NEW YORK (GenomeWeb News) – By profiling microRNAs in a range of mouse blood system related cells, Canadian researchers have identified telltale miRNA expression patterns delineating various blood cell lineages at different stages of differentiation.
The British Columbia team relied on real-time quantitative PCR and microfluidics to systematically look at expression patterns for hundreds of miRNAs in dozens of cell varieties isolated from adult mouse hematopoietic tissues. The research, scheduled to appear online this week in the Proceedings of the National Academy of Sciences, is helping to clarify the relationships between these hematopoietic cells, they explained, and highlights the miRNA shifts that occur during differentiation.

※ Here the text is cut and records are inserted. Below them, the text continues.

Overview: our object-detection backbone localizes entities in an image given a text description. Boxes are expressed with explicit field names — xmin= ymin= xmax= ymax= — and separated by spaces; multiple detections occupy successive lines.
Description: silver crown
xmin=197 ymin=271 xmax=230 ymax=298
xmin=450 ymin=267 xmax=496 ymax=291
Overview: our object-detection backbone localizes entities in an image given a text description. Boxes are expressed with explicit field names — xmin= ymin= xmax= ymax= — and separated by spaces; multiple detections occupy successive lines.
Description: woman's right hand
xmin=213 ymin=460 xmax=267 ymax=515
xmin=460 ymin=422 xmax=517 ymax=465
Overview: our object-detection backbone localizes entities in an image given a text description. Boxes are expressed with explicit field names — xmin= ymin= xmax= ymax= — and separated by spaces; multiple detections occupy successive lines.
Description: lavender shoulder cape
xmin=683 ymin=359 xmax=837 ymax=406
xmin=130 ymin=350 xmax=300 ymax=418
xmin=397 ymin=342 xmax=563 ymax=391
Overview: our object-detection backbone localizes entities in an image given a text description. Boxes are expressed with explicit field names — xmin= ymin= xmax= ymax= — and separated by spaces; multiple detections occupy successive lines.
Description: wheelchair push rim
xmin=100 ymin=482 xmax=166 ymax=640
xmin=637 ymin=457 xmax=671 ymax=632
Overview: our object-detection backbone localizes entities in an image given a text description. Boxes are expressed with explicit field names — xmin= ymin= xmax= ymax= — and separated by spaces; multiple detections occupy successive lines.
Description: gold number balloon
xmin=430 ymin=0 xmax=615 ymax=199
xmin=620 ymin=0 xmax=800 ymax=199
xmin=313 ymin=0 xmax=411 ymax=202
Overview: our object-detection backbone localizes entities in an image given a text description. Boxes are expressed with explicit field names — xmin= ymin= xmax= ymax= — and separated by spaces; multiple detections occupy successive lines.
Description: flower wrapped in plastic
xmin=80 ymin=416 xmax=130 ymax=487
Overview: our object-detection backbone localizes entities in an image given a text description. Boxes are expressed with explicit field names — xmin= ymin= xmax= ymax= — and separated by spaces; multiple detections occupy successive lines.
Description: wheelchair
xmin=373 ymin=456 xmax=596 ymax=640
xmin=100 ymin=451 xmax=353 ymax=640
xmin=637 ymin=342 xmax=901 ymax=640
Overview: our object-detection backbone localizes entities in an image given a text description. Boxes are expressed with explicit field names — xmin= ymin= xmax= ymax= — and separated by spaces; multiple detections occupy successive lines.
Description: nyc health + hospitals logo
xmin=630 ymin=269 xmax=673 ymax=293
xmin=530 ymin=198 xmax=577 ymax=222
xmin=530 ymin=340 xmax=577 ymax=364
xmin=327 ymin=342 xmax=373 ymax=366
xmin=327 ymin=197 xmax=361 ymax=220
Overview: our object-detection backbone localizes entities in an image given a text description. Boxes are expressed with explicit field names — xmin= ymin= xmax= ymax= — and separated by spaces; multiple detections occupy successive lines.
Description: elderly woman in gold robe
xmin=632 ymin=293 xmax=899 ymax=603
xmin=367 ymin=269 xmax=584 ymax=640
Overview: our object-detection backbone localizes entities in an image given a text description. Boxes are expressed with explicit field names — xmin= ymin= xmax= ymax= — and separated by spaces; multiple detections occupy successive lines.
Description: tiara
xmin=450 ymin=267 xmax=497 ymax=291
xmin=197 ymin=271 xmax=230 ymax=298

"Our analysis reveals a close relatedness of the miRNA expression patterns in multipotent progenitors and stem cells, followed by a major reprogramming upon restriction of differentiation potential to a single lineage," corresponding author Carl Hansen, a physics and astronomy researcher with the University of British Columbia's Centre for High-Throughput Biology, and his co-authors wrote.
"[M]iRNA expression is very tightly regulated within highly purified populations," they added, "underscoring the potential of single-cell miRNA profiling for assessing compartment heterogeneity."
During hematopoiesis, the team explained, pluripotent stem cells in the bone marrow become differentiated and specialized to produce a range of different blood related cell types — from white blood cells contributing to immune system function to red blood cells and platelets. In humans, this process occurs every day and is controlled by many different cellular and molecular mechanisms, including miRNAs.
In an effort to understand the miRNA repertoires present during various stages of hematopoiesis and in different cell populations, the researchers developed an approach that relies on multiplex stem-loop RT-qPCR combined with high-throughput qPCR using Fluidigm microfluidic arrays.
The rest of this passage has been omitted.